According to the final report from Promontory Financial Group, CBA has paid out $23 million to 1,641 cases of poor financial advice. This amount is despite the bank offering $29 million to victims.
The report states that 2,920 cases exited the program after not responding or rejecting the bank’s assessment outcome, while 62 lodged complaints with the Financial Ombudsman Service.
There were multiple challenges during the review, including scenarios where the bank could not produce sufficient documentation and evidence for particular cases, the report shows.
There were 10 cases that the independent overseer, Promontory, recognised as failing to adhere to the open advice review program’s documented processes and objectives.
This resulted in some customers receiving an incorrect assessment outcome or inaccurate offer of compensation and so offers of compensation were adjusted by the CBA following these findings.
Since commencing in July 2014, the compensation scheme has received 10,128 registrations from customers claiming to have received poor financial advice in the period between 1 September 2003 and 1 July 2012.
In 5,573 cases, CBA found no evidence of poor advice being provided or incorrect fees charged, the report stated. However, 1,076 cases were found to have involved poor advice that resulted in financial loss to the customer.
A further 542 cases were found to have involved poor advice that did not lead to financial loss to the customer and 434 cases were found to have involved incorrect charging of fees that did not cause financial loss to the customer, the report said. CBA is still assessing 936 cases.
ifa reported on one dispute in January where a lack of sufficient paperwork on the behalf of the CBA raised challenges for a former customer attempting to seek compensation for supposed poor advice.




Senior Management fired = 0. FPA sanctions & bannings = 0. Minutes/Days Month ASIC temporary suspended CBA license = 0. Money received by the FPA and AFA from the CBA during this period = many many thousands in professional partner fees.

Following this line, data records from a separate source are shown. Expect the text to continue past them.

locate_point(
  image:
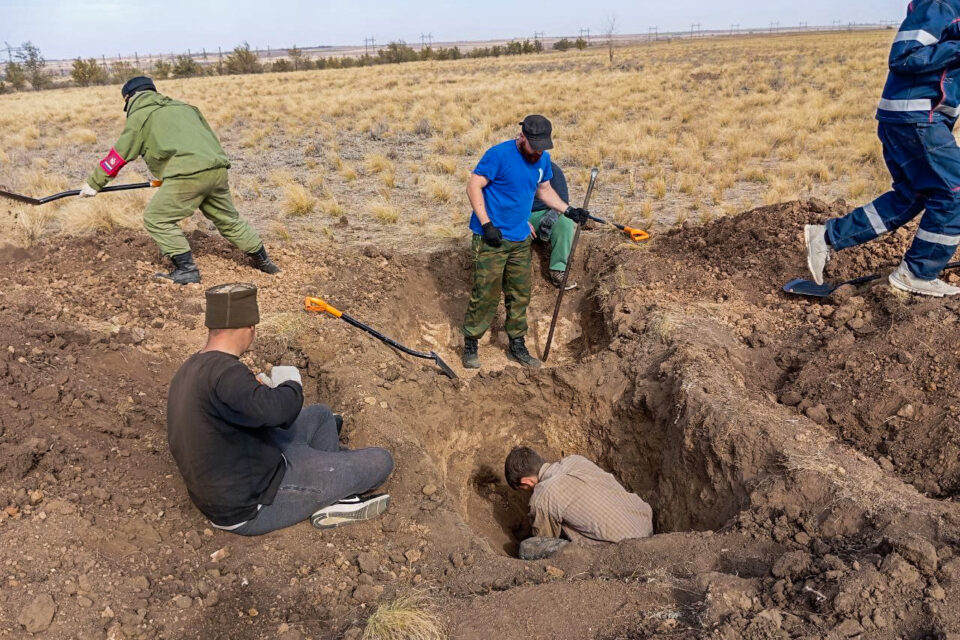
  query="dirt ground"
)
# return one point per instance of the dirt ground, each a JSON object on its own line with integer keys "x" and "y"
{"x": 800, "y": 455}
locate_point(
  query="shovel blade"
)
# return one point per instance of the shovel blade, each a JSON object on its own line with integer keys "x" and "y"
{"x": 809, "y": 288}
{"x": 444, "y": 367}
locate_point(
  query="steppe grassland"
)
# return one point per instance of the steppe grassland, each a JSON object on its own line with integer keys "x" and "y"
{"x": 683, "y": 130}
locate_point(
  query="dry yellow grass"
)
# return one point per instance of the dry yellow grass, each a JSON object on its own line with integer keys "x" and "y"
{"x": 384, "y": 212}
{"x": 297, "y": 200}
{"x": 406, "y": 617}
{"x": 708, "y": 126}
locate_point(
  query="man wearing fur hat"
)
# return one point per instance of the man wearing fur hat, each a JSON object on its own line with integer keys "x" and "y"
{"x": 253, "y": 458}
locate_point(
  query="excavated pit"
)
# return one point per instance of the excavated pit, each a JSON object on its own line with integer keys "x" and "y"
{"x": 587, "y": 400}
{"x": 738, "y": 413}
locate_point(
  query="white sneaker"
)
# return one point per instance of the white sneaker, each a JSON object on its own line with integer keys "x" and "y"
{"x": 904, "y": 280}
{"x": 818, "y": 251}
{"x": 352, "y": 509}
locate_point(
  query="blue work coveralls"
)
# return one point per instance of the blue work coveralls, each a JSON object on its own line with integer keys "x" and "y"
{"x": 916, "y": 117}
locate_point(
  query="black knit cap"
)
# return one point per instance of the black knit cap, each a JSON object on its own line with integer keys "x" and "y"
{"x": 232, "y": 306}
{"x": 138, "y": 83}
{"x": 537, "y": 131}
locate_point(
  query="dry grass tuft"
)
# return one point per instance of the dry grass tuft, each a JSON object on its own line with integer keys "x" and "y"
{"x": 297, "y": 201}
{"x": 406, "y": 617}
{"x": 33, "y": 223}
{"x": 82, "y": 135}
{"x": 437, "y": 190}
{"x": 385, "y": 212}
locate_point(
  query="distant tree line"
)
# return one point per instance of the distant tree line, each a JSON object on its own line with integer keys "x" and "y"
{"x": 30, "y": 66}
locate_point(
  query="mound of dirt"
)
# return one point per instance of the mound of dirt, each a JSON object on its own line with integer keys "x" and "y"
{"x": 777, "y": 440}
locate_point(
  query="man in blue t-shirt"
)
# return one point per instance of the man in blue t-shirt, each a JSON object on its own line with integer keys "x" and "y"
{"x": 501, "y": 190}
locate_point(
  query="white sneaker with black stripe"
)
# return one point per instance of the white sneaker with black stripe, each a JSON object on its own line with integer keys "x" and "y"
{"x": 352, "y": 509}
{"x": 818, "y": 250}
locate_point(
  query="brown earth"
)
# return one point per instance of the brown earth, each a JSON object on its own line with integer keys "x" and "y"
{"x": 800, "y": 455}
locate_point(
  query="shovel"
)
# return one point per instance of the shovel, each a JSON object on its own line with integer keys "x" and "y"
{"x": 319, "y": 306}
{"x": 810, "y": 288}
{"x": 566, "y": 272}
{"x": 75, "y": 192}
{"x": 636, "y": 235}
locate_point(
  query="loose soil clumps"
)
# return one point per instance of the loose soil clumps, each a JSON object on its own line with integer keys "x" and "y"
{"x": 799, "y": 454}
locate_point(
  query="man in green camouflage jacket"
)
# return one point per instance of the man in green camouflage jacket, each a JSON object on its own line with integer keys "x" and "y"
{"x": 181, "y": 149}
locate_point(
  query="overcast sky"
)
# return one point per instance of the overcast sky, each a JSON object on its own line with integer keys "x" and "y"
{"x": 70, "y": 28}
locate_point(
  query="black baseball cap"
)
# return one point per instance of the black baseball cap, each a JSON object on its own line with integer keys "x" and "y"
{"x": 537, "y": 130}
{"x": 138, "y": 83}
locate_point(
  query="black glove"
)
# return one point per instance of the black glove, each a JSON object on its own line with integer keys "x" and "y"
{"x": 492, "y": 235}
{"x": 578, "y": 215}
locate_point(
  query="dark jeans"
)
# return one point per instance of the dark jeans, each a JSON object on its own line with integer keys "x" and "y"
{"x": 319, "y": 472}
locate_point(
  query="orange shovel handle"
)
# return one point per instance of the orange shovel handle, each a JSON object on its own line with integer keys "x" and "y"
{"x": 318, "y": 305}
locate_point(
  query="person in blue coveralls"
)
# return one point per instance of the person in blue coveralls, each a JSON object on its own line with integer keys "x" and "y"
{"x": 919, "y": 107}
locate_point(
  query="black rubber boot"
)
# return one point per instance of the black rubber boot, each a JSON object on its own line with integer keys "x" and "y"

Impact on all individual advisers everywhere = reputational damage, + annual exam X minimum education requirements.. Thanks CBA and FPA. A great outcome…not.
So where are the customer advocate lawyers who have been contracted by the CBA to act on the claims rejected by the CBA? Convenient the CBA could not find some missing documentation and then further dismissed these claims. The below comments raises some good points such as why did this culture exist and continues to exists today?
Press release slamming these outcomes from the ISA in 3…2…1….
CBA are open about there outcomes, the other 4 majors aren’t, even worse is the mid tier firms who wouldn’t know a bad adviser if it bit the on the you know where. head in the sand. take for example adviser banned by asic last week, left Westpac 5 years ago and been at a new dealer group since then, apparently he was clean as a whistle when he was there
CBA are open about the outcomes. What they have covered up though is the cause of poor advice in the organisation was driven by a culture of greed and ego by executives, many of whom are still in their roles. How about banning exec managers for having the foot on the throat?
Think you might find there are no execs left from those days
In some cases a customer who received poor advice didn’t differ a loss but how much potential gain have they lost out on? CBA is $6M under budgeted payouts – that means someone is going to get a bonus for saving the bank money. It’ll be hidden under a balanced scorecard but a bonus paid is a bonus paid.
The reality is that there will be possibly 1000’s more customers who haven’t lodged complaints or errors potential complaints not discovered by CBA because the amounts loss are too small to be obvious.
And I note that they bank only classes their advised customers as customers and not clients – that really does say something.
Finally, we all know that fish rot from the head. The head of CBA is the only fish head that defies nature.